In a more functional style:
scala> Stream.iterate(1)(i => i * 5).takeWhile(i => i < 100).toList
res0: List[Int] = List(1, 5, 25)
And with more syntactic sugar:
scala> Stream.iterate(1)(_ * 5).takeWhile(_ < 100).toList
res1: List[Int] = List(1, 5, 25)
Maybe a simple while-loop would do?
var i=1;
while (i < 100)
{
println(i);
i*=5;
}
or if you want to also print the number of iterations
var i=1;
var j=1;
while (i < 100)
{
println(j + " : " + i);
i*=5;
j+=1;
}
it seems you guys likes functional so how about a recursive solution?
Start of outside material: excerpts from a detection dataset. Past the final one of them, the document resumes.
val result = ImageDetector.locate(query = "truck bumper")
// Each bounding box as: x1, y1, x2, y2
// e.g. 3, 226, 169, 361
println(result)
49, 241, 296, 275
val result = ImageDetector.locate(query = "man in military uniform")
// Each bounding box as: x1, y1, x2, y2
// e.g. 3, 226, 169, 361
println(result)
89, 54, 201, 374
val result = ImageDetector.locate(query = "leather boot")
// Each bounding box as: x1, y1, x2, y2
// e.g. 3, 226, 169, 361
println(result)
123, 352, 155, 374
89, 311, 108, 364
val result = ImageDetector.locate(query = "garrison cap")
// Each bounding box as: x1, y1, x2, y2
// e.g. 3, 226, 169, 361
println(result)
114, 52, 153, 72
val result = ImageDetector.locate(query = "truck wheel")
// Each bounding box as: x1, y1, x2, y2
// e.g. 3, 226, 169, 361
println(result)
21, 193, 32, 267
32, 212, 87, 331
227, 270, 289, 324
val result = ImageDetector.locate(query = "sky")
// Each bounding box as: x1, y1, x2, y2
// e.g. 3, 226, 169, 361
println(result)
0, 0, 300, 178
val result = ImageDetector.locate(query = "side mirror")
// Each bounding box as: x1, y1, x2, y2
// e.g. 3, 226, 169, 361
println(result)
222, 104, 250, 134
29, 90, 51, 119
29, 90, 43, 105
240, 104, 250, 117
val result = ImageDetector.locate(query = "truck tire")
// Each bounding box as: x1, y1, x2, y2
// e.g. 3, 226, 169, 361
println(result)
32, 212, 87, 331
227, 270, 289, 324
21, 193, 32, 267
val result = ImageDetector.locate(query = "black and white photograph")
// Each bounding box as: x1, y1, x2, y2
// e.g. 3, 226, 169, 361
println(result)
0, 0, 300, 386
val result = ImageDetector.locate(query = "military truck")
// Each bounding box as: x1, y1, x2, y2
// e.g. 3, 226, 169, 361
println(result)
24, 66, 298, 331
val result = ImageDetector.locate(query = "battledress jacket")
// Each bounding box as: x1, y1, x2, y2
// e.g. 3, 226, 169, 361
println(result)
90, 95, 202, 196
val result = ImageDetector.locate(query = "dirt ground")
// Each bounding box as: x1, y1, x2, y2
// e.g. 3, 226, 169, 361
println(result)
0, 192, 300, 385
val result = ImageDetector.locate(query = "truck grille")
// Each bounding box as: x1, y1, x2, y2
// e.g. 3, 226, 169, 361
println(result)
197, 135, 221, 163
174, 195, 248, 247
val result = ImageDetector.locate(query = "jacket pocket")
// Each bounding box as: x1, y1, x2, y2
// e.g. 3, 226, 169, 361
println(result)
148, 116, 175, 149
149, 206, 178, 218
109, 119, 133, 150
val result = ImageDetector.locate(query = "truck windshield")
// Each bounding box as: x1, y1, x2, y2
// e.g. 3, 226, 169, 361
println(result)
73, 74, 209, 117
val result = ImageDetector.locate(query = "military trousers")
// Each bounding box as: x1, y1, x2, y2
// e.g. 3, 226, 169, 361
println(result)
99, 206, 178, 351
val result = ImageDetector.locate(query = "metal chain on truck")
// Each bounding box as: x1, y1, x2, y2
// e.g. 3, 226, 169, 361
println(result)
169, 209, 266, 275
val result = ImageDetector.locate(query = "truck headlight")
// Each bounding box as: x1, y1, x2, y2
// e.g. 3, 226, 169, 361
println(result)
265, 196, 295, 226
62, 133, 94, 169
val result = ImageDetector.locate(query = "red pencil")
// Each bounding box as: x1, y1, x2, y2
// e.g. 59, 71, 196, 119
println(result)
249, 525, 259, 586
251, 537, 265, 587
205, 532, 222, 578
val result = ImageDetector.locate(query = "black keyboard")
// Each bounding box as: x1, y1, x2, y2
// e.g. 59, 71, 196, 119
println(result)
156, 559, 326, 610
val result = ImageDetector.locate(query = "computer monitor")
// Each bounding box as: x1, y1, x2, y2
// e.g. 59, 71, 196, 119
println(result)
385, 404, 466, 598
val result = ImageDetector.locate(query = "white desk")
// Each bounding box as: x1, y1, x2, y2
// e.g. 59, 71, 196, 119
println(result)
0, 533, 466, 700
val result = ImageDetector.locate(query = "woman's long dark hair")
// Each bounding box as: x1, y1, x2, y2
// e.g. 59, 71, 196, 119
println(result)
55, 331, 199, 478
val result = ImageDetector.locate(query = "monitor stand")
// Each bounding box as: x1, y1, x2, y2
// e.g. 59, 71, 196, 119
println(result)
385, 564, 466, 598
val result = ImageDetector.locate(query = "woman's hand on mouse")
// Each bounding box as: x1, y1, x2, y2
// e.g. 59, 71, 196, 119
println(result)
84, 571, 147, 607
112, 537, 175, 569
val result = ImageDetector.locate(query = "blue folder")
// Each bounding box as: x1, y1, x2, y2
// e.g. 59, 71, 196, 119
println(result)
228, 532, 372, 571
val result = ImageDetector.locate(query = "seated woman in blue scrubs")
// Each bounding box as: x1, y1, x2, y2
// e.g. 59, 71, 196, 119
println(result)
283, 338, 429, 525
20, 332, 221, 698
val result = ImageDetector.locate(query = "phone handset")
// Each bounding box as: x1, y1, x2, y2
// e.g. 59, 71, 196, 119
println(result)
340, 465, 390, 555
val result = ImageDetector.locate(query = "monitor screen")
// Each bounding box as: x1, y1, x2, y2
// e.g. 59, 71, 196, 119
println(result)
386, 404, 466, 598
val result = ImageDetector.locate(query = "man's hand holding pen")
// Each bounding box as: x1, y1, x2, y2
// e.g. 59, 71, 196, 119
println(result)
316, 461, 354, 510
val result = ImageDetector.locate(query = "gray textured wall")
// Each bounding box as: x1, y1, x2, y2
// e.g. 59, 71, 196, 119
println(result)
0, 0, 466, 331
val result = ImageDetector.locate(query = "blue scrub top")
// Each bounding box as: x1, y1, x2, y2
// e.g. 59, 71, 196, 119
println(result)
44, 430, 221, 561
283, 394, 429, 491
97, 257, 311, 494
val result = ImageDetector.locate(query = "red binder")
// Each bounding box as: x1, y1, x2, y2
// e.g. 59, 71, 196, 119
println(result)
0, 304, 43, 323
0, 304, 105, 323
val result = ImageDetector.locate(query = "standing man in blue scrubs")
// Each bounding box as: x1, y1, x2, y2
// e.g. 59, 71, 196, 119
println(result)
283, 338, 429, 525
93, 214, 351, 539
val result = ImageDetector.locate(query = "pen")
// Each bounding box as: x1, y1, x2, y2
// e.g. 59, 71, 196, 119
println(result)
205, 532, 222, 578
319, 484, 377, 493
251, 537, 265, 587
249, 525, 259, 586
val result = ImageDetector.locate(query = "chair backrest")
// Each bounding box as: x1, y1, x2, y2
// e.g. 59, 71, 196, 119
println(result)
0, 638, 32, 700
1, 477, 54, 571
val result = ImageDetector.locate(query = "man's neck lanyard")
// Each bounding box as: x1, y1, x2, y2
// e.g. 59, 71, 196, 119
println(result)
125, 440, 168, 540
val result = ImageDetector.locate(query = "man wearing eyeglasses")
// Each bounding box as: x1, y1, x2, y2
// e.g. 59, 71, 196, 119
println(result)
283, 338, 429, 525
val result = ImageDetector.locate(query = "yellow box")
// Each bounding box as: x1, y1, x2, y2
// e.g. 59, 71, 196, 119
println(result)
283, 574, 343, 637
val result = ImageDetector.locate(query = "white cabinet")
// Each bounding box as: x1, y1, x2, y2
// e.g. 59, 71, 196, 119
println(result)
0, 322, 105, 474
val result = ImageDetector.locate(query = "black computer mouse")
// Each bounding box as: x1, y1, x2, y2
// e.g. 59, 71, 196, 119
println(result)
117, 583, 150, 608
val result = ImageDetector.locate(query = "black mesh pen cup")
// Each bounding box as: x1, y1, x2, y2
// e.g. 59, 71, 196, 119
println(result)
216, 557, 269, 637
#tailrec def quints(n:Int): Unit = {
println(n);
if (n*5<100) quints(n*5);
}
Update: Thanks for spotting the error... it should of course be power, not multiply:
Annoyingly, there doesn't seem to be an integer pow function in the standard library!
Try this:
def pow5(i:Int) = math.pow(5,i).toInt
Iterator from 1 map pow5 takeWhile (100>=) toList
Or if you want to use it in-place:
Iterator from 1 map pow5 takeWhile (100>=) foreach {
j => println("number:" + j)
}
and with the indices:
val iter = Iterator from 1 map pow5 takeWhile (100>=)
iter.zipWithIndex foreach { case (j, i) => println(i + " = " + j) }
(0 to 2).map (math.pow (5, _).toInt).zipWithIndex
res25: scala.collection.immutable.IndexedSeq[(Int, Int)] = Vector((1,0), (5,1), (25,2))
produces a Vector, with i,j in reversed order.